The answer is clear but I will spell it out for readers unaccustomed to Jewry’s ongoing internecine strife:

It has been argued by some, that the Kaddish protest was neither organised by nor representative of the Progressive community. I am not convinced. The young woman rabbi who led the charade will have been trained, like all her Progressive colleagues, at Leo Baeck College, London. The students are all intellectually gifted and must have excellent secular qualifications as a basic requirement for being accepted for rabbinical training.

But cerebral prowess and emotional maturity are too often found in direct, inverse proportion and I suggest that the protesters come from a fine tradition of British Jewish anarchists; the sort who delighted in holding “massive public festivals of eating, dancing, and performance for the full 25 hours of Yom Kippur, not only as a way to fight for their right to party, but to unshackle themselves from the oppressive religious dictates they grew up with”.

I argue further that Rabbi Laura Janner-Klausner, the Movement for Reform Judaism’s senior rabbi, was being disingenuous when she warned that the Anglo-Jewish community was ‘on a path to “self-destruction”’. Many Progressive movement policies are actively encouraging. if not actually wreaking that harm. I have decided not to delineate them here.

Two days ago, on SaturdayS 26 May, it was announced that IDF soldier, Sergeant Ronen Lubarsky, 20, from Rehovot, south of Tel Aviv, had died from the head injuries he sustained during operations in the West Bank on Thursday last week.
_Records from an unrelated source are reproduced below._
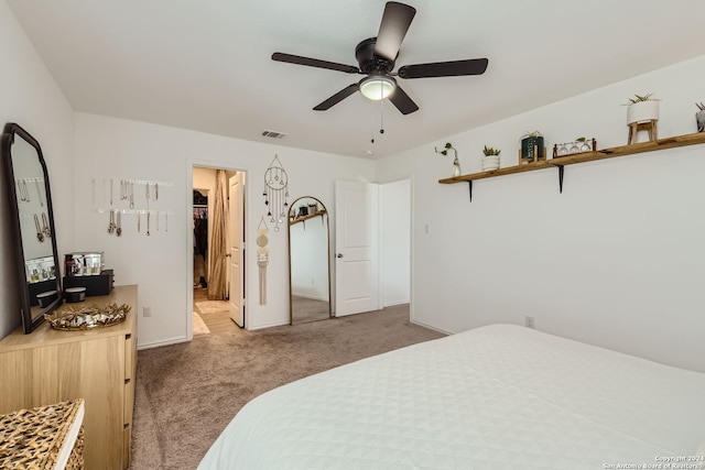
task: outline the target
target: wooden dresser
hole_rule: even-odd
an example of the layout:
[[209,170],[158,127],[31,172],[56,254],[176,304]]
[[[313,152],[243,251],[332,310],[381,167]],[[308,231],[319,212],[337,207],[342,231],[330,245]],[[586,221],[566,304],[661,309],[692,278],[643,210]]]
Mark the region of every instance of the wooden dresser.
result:
[[110,295],[86,297],[86,304],[130,305],[121,324],[58,331],[44,323],[30,335],[19,328],[0,340],[0,414],[84,398],[86,469],[127,469],[137,372],[137,285],[116,286]]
Unusually, there was no daytime funeral. Instead he was due to be buried overnight at the Mount Herzl Military Cemetery, Jerusalem. No matter. No-one who ‘prayed’ for the HAMAS operatives in London on 16 May will have given Lubarsky’s passing a second thought.

Huh! He was only another Israeli Jew – and a another soldier, at that.

So I will end here by attempting to redress the balance and offer a Progressive version of the final lines of the Kaddish prayer. The clip is a musical rendition of Kaddish by the French composer, Maurice Ravel, who was not Jewish.


Oseh shalom bimromav,
hu yaaseh shalom aleinu,
v’al kol Yisrael, v’al kol yoshvei teiveil,
v’imru. Amen.

May the One who makes peace in the high heavens
make peace for us, for all Israel and all who inhabit the earth. Amen.